Campaign to preserve nuclear bunker that was Camden’s control centre during Cold War
08:30 10 February 2014
A subterranean nuclear bunker that was Camden’s borough control centre during the Cold War era has stood empty for decades hidden in a park.
The shelter, which stands at the junction of Gordon House Road and Highgate Road in Dartmouth Park, once housed an underground lair including a conference room with two message hatches and space for scientific advisors.
But the damp-riddled structure, visible only as a simple concrete box at ground level, has not been used since the Civil Defence Corps was disbanded in 1968 and has fallen into disrepair.
Now the Dartmouth Park Community Area Advisory Committee (DPCAAC) has launched a campaign for it to be saved and transformed into a community space.
The group has nominated the bunker to be placed on Camden’s Local List to preserve its heritage.
Patrick Lefevre, chair of DPCAAC said: “It hasn’t been opened or cleaned up in several years which has meant a steady deterioration. It has a great deal of potential for being a community space.
“Elsewhere in the country spaces like this have been turned into museums and listed by English Heritage, so we’re very keen to see this particular bit of local history at least locally listed here.
“Once it’s protected we can look intelligently at how it could be used.”
Believed to have been built in the early 1950s in response to a nuclear threat, the shelter and the land that it sits on belong to Camden Council.
Plans show the eight-room bunker included a scientific advisors and control room, a plant room, conference room, as well as a kitchen, canteen and male and female toilets.
The council has placed the bunker on its regeneration list, but the area advisory committee fear this will not offer sufficient protection.
Highgate councillor Sally Gimson is involved in the campaign for it to be locally listed and said the shelter needs to be “acknowledged, recognised and restored”.
She said: “It’s part of our history in Camden.

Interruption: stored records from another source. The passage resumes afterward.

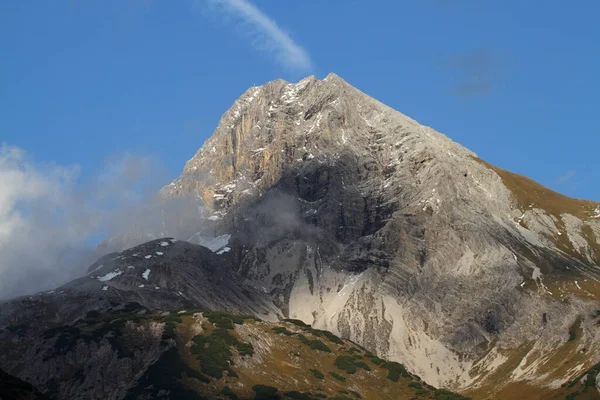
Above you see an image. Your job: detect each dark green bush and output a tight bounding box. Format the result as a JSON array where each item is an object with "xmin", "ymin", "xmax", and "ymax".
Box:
[
  {"xmin": 382, "ymin": 361, "xmax": 412, "ymax": 382},
  {"xmin": 329, "ymin": 371, "xmax": 346, "ymax": 382},
  {"xmin": 221, "ymin": 386, "xmax": 238, "ymax": 400},
  {"xmin": 252, "ymin": 385, "xmax": 280, "ymax": 400},
  {"xmin": 310, "ymin": 369, "xmax": 325, "ymax": 379}
]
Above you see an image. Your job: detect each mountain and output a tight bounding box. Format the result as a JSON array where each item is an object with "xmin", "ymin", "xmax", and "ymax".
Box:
[
  {"xmin": 163, "ymin": 74, "xmax": 600, "ymax": 396},
  {"xmin": 0, "ymin": 74, "xmax": 600, "ymax": 399},
  {"xmin": 3, "ymin": 303, "xmax": 474, "ymax": 400}
]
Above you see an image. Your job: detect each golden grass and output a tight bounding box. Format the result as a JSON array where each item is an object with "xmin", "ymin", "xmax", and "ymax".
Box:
[
  {"xmin": 474, "ymin": 157, "xmax": 600, "ymax": 220},
  {"xmin": 473, "ymin": 157, "xmax": 600, "ymax": 262}
]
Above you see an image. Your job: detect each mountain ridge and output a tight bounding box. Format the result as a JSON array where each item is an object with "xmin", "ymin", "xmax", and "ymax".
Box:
[{"xmin": 0, "ymin": 74, "xmax": 600, "ymax": 398}]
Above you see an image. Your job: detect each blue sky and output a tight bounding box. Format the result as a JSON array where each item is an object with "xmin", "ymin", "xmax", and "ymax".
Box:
[{"xmin": 0, "ymin": 0, "xmax": 600, "ymax": 200}]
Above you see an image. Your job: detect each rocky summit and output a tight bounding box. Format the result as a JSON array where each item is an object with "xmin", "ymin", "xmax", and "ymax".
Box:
[{"xmin": 0, "ymin": 74, "xmax": 600, "ymax": 399}]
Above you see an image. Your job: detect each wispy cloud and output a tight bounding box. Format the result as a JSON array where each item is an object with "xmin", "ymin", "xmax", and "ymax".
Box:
[
  {"xmin": 554, "ymin": 170, "xmax": 577, "ymax": 187},
  {"xmin": 0, "ymin": 142, "xmax": 201, "ymax": 300},
  {"xmin": 446, "ymin": 48, "xmax": 503, "ymax": 97},
  {"xmin": 204, "ymin": 0, "xmax": 312, "ymax": 71}
]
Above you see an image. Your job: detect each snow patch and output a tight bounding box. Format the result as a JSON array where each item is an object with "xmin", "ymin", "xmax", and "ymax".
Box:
[
  {"xmin": 188, "ymin": 233, "xmax": 231, "ymax": 253},
  {"xmin": 98, "ymin": 269, "xmax": 123, "ymax": 282},
  {"xmin": 217, "ymin": 246, "xmax": 231, "ymax": 255}
]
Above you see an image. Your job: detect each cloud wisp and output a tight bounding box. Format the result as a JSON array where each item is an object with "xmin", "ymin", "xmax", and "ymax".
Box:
[
  {"xmin": 554, "ymin": 169, "xmax": 577, "ymax": 188},
  {"xmin": 204, "ymin": 0, "xmax": 312, "ymax": 72},
  {"xmin": 446, "ymin": 48, "xmax": 503, "ymax": 97}
]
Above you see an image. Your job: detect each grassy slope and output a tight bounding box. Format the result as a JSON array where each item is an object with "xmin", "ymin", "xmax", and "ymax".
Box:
[{"xmin": 130, "ymin": 312, "xmax": 472, "ymax": 400}]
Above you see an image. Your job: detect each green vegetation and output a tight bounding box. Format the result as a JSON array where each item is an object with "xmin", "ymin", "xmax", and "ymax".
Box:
[
  {"xmin": 366, "ymin": 352, "xmax": 385, "ymax": 365},
  {"xmin": 382, "ymin": 361, "xmax": 412, "ymax": 382},
  {"xmin": 125, "ymin": 348, "xmax": 209, "ymax": 400},
  {"xmin": 252, "ymin": 385, "xmax": 280, "ymax": 400},
  {"xmin": 162, "ymin": 312, "xmax": 181, "ymax": 340},
  {"xmin": 335, "ymin": 356, "xmax": 357, "ymax": 375},
  {"xmin": 298, "ymin": 334, "xmax": 331, "ymax": 353},
  {"xmin": 335, "ymin": 356, "xmax": 371, "ymax": 375},
  {"xmin": 329, "ymin": 371, "xmax": 346, "ymax": 382},
  {"xmin": 273, "ymin": 326, "xmax": 295, "ymax": 336},
  {"xmin": 310, "ymin": 369, "xmax": 325, "ymax": 379},
  {"xmin": 284, "ymin": 390, "xmax": 316, "ymax": 400},
  {"xmin": 433, "ymin": 389, "xmax": 471, "ymax": 400},
  {"xmin": 190, "ymin": 328, "xmax": 254, "ymax": 378},
  {"xmin": 284, "ymin": 319, "xmax": 312, "ymax": 329},
  {"xmin": 221, "ymin": 386, "xmax": 238, "ymax": 400},
  {"xmin": 284, "ymin": 319, "xmax": 344, "ymax": 344},
  {"xmin": 202, "ymin": 311, "xmax": 244, "ymax": 329}
]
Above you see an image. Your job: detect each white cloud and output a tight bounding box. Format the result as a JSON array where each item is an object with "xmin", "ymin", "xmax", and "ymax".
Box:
[
  {"xmin": 204, "ymin": 0, "xmax": 312, "ymax": 71},
  {"xmin": 0, "ymin": 143, "xmax": 204, "ymax": 300}
]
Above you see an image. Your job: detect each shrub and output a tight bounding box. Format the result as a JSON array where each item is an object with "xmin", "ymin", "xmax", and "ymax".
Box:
[
  {"xmin": 433, "ymin": 389, "xmax": 471, "ymax": 400},
  {"xmin": 221, "ymin": 386, "xmax": 238, "ymax": 400},
  {"xmin": 284, "ymin": 390, "xmax": 314, "ymax": 400},
  {"xmin": 335, "ymin": 356, "xmax": 357, "ymax": 374},
  {"xmin": 273, "ymin": 326, "xmax": 294, "ymax": 336},
  {"xmin": 190, "ymin": 328, "xmax": 254, "ymax": 379},
  {"xmin": 236, "ymin": 342, "xmax": 254, "ymax": 357},
  {"xmin": 310, "ymin": 369, "xmax": 325, "ymax": 379},
  {"xmin": 252, "ymin": 385, "xmax": 279, "ymax": 400},
  {"xmin": 383, "ymin": 361, "xmax": 412, "ymax": 382},
  {"xmin": 329, "ymin": 371, "xmax": 346, "ymax": 382}
]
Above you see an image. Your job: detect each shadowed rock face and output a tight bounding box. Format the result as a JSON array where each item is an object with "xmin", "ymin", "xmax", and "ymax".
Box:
[
  {"xmin": 0, "ymin": 369, "xmax": 49, "ymax": 400},
  {"xmin": 0, "ymin": 74, "xmax": 600, "ymax": 393}
]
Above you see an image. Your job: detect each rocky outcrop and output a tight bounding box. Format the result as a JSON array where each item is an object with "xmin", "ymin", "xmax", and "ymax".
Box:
[{"xmin": 163, "ymin": 74, "xmax": 600, "ymax": 388}]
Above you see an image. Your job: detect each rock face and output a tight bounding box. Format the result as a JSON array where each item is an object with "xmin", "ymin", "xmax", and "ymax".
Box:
[
  {"xmin": 0, "ymin": 74, "xmax": 600, "ymax": 398},
  {"xmin": 163, "ymin": 74, "xmax": 600, "ymax": 389}
]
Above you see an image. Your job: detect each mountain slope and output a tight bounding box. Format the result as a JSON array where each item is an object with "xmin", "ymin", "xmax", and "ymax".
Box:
[
  {"xmin": 163, "ymin": 74, "xmax": 600, "ymax": 389},
  {"xmin": 0, "ymin": 303, "xmax": 463, "ymax": 400}
]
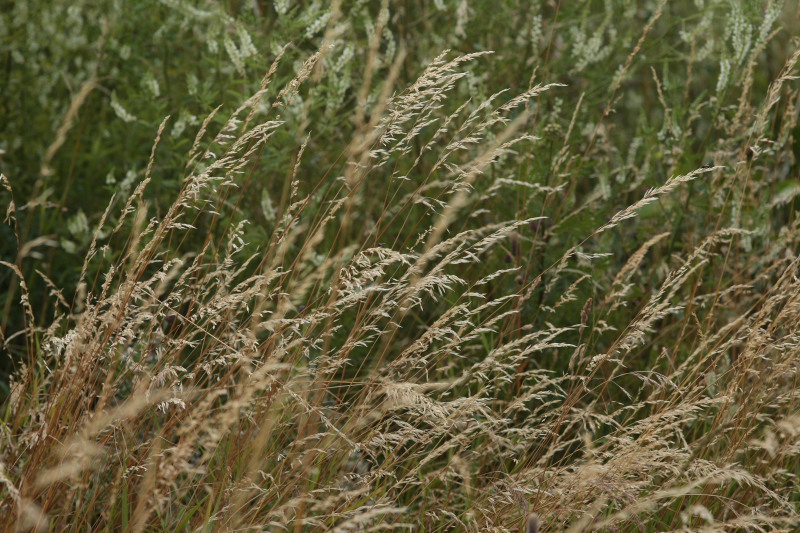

I think we should at least list it so it isn’t just destroyed.
“But what would be fun would be to do it up and have people visit it.
“You could learn about the Cold War and it really brings that home to you if you realise that this is round the corner.
“I have asked if I can go and visit it and I haven’t heard anything back yet.”
Funding for regeneration would have to come from the National Lottery or a similar organisation but community campaigners say they first need access to the bunker to see what they are dealing with.
A council spokesman said safety checks would have to be carried out before anyone could go inside.
The spokesman said: “Consultation on the draft Local List closed on December 20, with responses now being reviewed.
“Any new nominations received as part of this process will be assessed against selection criteria before a final version of the Local List is produced later this year.
“We’re committed to protecting the borough’s heritage with all nominations received given full consideration.”